Ti concentri sul rapporto tra una madre e sua figlia. È una relazione che ti interessa particolarmente?
Direi di sì, mi interessa parecchio. D’altra parte è una relazione tra le più studiate e approfondite sia dalla psicoanalisi, che dalla antropologia, come anche nella riflessione femminista.
Molto spesso il rapporto tra madre e figlia può essere complicato dalle pretese della madre di creare qualcuno a propria immagine e somiglianza che possa riscattare le frustrazioni subite e dalle paure della figlia di essere inadeguata, oltre che da una sempre latente competizione.
Nella mia storia ho tentato di raccontare, in una situazione complicata da circostanze assai delicate, il conflitto e le difficoltà dell’incontro tra una madre e una figlia che stentano a riconoscersi nel loro comune essere donne. Mi dispiace, se cado nella retorica, ma, alla fine, per rendere possibile il loro ritrovarsi, dovranno guardarsi dentro impietosamente e attraverso la sofferenza riscoprire il linguaggio comune dei sentimenti, dell’amore.
Certe cose sono troppo dolorose per raccontarle?
In assoluto non so.
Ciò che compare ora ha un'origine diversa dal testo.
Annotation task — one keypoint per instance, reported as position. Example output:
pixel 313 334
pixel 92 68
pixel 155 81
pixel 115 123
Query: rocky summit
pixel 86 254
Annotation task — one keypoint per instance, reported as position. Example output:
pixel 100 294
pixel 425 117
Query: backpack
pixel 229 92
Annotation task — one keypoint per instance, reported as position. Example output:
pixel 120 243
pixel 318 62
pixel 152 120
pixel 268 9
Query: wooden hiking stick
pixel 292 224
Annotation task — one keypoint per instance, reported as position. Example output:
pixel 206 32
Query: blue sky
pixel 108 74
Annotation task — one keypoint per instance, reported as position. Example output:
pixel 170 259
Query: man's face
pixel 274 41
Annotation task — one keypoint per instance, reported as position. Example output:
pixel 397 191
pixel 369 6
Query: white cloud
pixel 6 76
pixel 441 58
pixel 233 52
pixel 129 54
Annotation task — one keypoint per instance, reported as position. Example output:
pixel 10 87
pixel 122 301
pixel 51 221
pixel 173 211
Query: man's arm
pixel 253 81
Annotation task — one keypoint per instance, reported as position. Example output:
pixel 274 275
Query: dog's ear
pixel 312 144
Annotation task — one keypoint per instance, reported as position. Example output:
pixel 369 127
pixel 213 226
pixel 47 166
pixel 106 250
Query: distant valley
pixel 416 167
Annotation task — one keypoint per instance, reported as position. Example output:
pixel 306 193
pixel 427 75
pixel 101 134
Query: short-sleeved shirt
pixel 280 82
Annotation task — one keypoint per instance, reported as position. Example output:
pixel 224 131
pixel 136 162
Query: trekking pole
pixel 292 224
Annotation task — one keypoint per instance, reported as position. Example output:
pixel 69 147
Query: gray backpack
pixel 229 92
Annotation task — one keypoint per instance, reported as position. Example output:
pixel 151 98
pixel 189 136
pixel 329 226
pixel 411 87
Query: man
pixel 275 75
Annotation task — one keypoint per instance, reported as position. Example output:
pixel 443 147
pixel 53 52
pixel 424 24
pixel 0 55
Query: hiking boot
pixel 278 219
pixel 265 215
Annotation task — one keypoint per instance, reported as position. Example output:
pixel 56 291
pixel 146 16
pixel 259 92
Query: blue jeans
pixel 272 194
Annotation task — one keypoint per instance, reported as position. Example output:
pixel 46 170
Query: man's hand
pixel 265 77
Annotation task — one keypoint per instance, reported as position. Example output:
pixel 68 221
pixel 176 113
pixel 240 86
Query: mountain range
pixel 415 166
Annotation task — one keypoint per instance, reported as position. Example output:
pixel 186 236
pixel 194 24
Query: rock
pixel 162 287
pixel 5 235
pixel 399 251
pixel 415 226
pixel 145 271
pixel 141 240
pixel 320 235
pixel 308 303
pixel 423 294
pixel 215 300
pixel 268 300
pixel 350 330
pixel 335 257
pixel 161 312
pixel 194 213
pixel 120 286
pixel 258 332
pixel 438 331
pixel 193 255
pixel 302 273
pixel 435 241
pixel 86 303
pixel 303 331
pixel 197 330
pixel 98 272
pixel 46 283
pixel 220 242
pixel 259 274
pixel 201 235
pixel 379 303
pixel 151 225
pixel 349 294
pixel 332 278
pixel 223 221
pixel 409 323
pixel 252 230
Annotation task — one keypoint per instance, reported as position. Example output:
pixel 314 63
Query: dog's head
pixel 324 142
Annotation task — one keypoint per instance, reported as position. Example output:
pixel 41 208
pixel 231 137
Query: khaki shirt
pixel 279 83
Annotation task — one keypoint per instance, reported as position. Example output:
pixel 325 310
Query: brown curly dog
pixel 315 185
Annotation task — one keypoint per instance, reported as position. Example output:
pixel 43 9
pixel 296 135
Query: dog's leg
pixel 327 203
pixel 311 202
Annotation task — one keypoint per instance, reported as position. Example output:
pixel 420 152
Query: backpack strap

So che qualcuno sostiene che se dovesse raccontare certe circostanze e situazioni di grande sofferenza, sarebbe esattamente come riviverle, come se si ripetessero, provocando altrettanto dolore di quando sono state vissute. Questo, senza che se ne tragga beneficio né per chi le ha subite in prima persona, né per chi ne viene coinvolto affettivamente.
Poi naturalmente dipende anche dalle conseguenze che sapere o non sapere potrebbe comportare, non credo che ci sia un unico comportamento.
Ti interessa di più la realtà sociale o la narrazione dei sentimenti?
Direi, entrambe. Il mio sforzo è rivolto a cercare di tenerle insieme e di raccontare storie di persone che siano ben collocate e definite dal contesto e dalla realtà. D’altra parte credo anche che nessuna realtà sociale possa essere raccontata davvero, se si prescinde dalla narrazione dei sentimenti di chi ci si trova a vivere. Non so se, in questo caso, ci sono riuscita, perché è abbastanza difficile, ma resta il mio impegno e non potrei fare altrimenti.
C’è qualche autore di letteratura che consideri importante per la tua formazione e al quale fai riferimento quando scrivi?
Distinguerei. Riguardo alla mia formazione, a parte i classici, per una ragazza dei miei tempi, sono state fondamentali Natalia Ginzburg, ma soprattutto Simone de Beauvoir. In seguito Antonio Tabucchi è stato a lungo ed è ancora lo scrittore italiano che amo di più.
Negli ultimi anni, tra i tanti autori, mi ha molto colpito Javier Cercas, ma la mia scrittrice del cuore, capace di coniugare sentimenti e realtà sociale, è Almudena Grandes, purtroppo morta da poco. Naturalmente non mi sogno nemmeno di scrivere così, ma resta un mio modello.